Today, our baby turns 18. The beautiful, kind, empathetic, funny (oh, so damn funny), sarcastic, SMART boy is now a young man, or on his path to become one. He is going to do it HIS way and I don't know why I am still surprised by that, given that we helped make up his genetics, but darn it, once he carves his roadmap, he is sure stuck in the mud with it. Again, a dichotomy that is ever present in this life, as his fortuitiveness can be the makings of greatness and an easy way to crash and burn, if not accompanied by maturity. Knowing the Drew of the past 18 years, I look forward to watching his success blossom, once he gets out of his own way. Sometimes, I wish I would have reread "Raising Sons", the book we poured through when he was so very small, for more guidance. My way of parenting hasn't always been the "right" way, but it has been the way that was modeled for me, molded by me for the child, the situation, the personality, and updated by me, when I sought options and learned different ways and tried to be better. Some may "out-parent" me, but not many will ever "out-try" me. I certainly have done everything I could to be me, represent us, and keep "you" present. But, I digress, as this post is really about our incredible son.

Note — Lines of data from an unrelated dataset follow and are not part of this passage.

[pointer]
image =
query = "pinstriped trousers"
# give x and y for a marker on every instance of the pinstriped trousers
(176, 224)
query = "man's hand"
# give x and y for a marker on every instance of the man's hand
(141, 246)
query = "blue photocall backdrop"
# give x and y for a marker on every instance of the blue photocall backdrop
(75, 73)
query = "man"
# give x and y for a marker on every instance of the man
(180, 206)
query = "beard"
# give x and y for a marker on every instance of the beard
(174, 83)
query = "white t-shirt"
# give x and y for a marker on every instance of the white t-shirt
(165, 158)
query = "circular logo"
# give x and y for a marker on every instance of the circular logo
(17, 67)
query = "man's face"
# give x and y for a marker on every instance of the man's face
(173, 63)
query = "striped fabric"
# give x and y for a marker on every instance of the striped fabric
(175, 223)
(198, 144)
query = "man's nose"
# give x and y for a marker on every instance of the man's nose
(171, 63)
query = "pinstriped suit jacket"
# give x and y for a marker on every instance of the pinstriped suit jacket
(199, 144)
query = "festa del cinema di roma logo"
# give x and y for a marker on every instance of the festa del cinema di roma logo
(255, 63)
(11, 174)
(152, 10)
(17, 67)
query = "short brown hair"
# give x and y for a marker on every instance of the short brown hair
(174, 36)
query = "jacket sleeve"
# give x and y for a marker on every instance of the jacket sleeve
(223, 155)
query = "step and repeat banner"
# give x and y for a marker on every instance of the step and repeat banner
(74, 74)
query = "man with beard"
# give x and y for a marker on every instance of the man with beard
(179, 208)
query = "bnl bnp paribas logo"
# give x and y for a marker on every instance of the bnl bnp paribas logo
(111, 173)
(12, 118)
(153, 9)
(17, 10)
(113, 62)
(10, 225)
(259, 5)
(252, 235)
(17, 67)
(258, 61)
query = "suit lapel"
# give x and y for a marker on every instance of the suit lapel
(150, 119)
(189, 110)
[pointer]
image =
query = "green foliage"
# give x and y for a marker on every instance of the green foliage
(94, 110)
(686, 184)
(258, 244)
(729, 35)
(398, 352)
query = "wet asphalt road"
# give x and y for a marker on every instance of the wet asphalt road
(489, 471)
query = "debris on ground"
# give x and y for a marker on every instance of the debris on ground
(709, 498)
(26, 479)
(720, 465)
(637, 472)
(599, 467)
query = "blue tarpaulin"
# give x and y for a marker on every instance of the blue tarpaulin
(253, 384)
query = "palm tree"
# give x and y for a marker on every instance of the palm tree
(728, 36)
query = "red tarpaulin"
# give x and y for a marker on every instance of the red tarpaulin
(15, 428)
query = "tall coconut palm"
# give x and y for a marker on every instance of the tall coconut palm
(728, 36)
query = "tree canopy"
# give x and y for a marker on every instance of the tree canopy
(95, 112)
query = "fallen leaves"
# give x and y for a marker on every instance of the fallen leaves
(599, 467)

Damn it if I don't miss that little boy and if looking back doesn't make bittersweet tears just fall...in a coffee shop, in another country. So, here I sit, like many parents before me, on the cusp of a somewhat "final" transition, my last baby, the one that completed our circle, is leaving the nest. With a pit in my stomach and tears in my eyes, I write this to you, as if somehow, you don't know and are expecting me to tell you. I do it out of love, obligation, therapy and a perpetual search to somehow stay connected to you and gain some insight and understanding to this journey that is our life.
Today, we will celebrate in Jamaica. Drew looks forward to this day as some sort of personal freedom into "adulthood", which in some ways, it is. In more ways than not, the path to becoming a "man" is so very much greater than the age of one's birth. For Drew, there were many ways that he had to "man-up" before his time due to losing you, his father, his influencer, his mentor. His path became far rockier, as I had to become both mom and dad, and quite frankly, I just don't measure up in the male influence department. He has been blessed with an incredible papa, the influences of amazing men, like Michael Benedetti, Craig & Darren, Uncle Tom, and, of course, Greg, along the way. But, the harsh reality, is that none of them are you, which is the man he is looking for during his times of struggle, his celebrationsof joy and lately, on random days in between. The mystery of who you would be, what your relationship would be like, etc., is a blessing and a curse and one that will live on forevermore for all of our kids, however it seems to be a more passionate point of contention for your son. I get it......but it sure is painful.
Drew is amazing and I can say this with free abandon, despite the fact that I am currently a manifestation of all that he is missing, by not having you. It's not his fault, your fault or even my fault....it just is. I am the punching bag for being the parent that remains. Don't get me wrong, Drew loves me and this family. But, at 18, I am annoying and frustrating and who he pushes. It is normal. It is part of the process. It just sucks. I look forward to a time when he enjoys me, as his mom, again, yet, that time is likely a couple of years away. He is worth it...all of it. His potential is truly unlimited and I look forward to him seeing the person in the mirror that so many of us see. A passionate beautiful soul, with so much to give to this world. I look forward to him growing up enough to accept the realities of this life, while still pursuing the dreams of his passions. I hope you always remain the hero of his heart, the "myth, the man, the legend", so to speak, despite it being both incredibly beautiful and undeniably hard. As we always said, just because something is hard doesn't mean it is not worth it. I wish your illness hadn't taken that from you and I pray that our children have somehow ingrained that in their hearts to help themselves, and others, during times of struggle. There is so much to be learned from losing you, so much value to take away from the tragedy in an effort to do better, and so much pain along with that truth. I saw this quote recently and think it is something I would like to leave for Drew today:
Strive to be a Warrior & a Scholar.
Be Forged in Fire & Tempered by Knowledge.
If not, you will
Lack the Courage to Fight for your Ideals
or Lack Ideals worth Fighting for!
Drew, like you, this quote is incredibly insightful and yet, blunt and forthright. Embrace it. Believe it. LIVE it....you have all the capabilities to be anything you want, so strive to be the best version of yourself possible. There is so much greatness in you. I love you with every fiber of my being and there is nothing to stop you from fulfilling your dreams. Soar, my baby bird, for you forever have a soft nest to return home to where Greg and I will be waiting. I love you. We love you. For infinity.
EHB - I prayed both last night, and this morning, for a sign (a rainbow with clouds would really help right now, just saying) or some guidance, for your son. For your daughters. For me. We are forever looking for it....today, on the 18th year of his birth, he really would love it. RIP. You are forever missed.